# You know you're a haunter when...



## Mad Tad (Oct 30, 2010)

-You absolutely cannot work without Halloween music as you make your props.

-You debate "food vs. paper towels" with your last 10 dollars in your wallet.

Having just defibrillated my interest in Halloween (thanks to Pumpkinrot) I now find myself in funny incidents wondering if others go through the same thing. One of the having to have Halloween music to listen to while working on my first prop and coming down to my last 10 dollars; debating if I want to eat or buy paper towels to corpse my prop.

What's yours?


----------



## forevermy3 (Sep 8, 2010)

You are right on and not alone. Absolutley you need Halloween music. It sets the mood and I feel even more creative. People listen to Christmas music while decorating, so for sure Hallwoeen music is a must have.

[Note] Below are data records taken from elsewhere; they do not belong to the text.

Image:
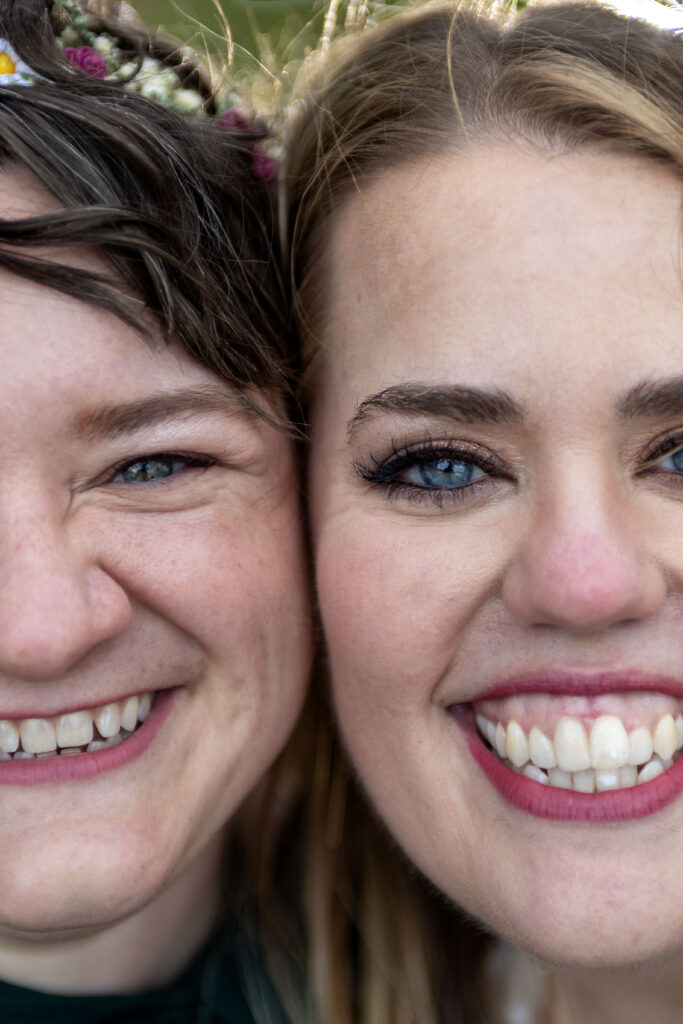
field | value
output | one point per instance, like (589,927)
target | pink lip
(584,684)
(565,805)
(41,712)
(83,766)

And about that last 10 bucks... yep, been there done that.


----------



## remylass (Sep 18, 2008)

I do listen to Halloween music while working on props, too. It just sets my mood the right way. 

The biggest thing for me is sleep vs. finishing a prop. I am exhausted! Halloween was fantastic this year, but it wiped me out. I haven't had enough sleep in quite some time.


----------



## Goblin (Jun 3, 2009)

You get caught trying to steal props from the scene of an accident


----------



## Spooky1 (Aug 25, 2008)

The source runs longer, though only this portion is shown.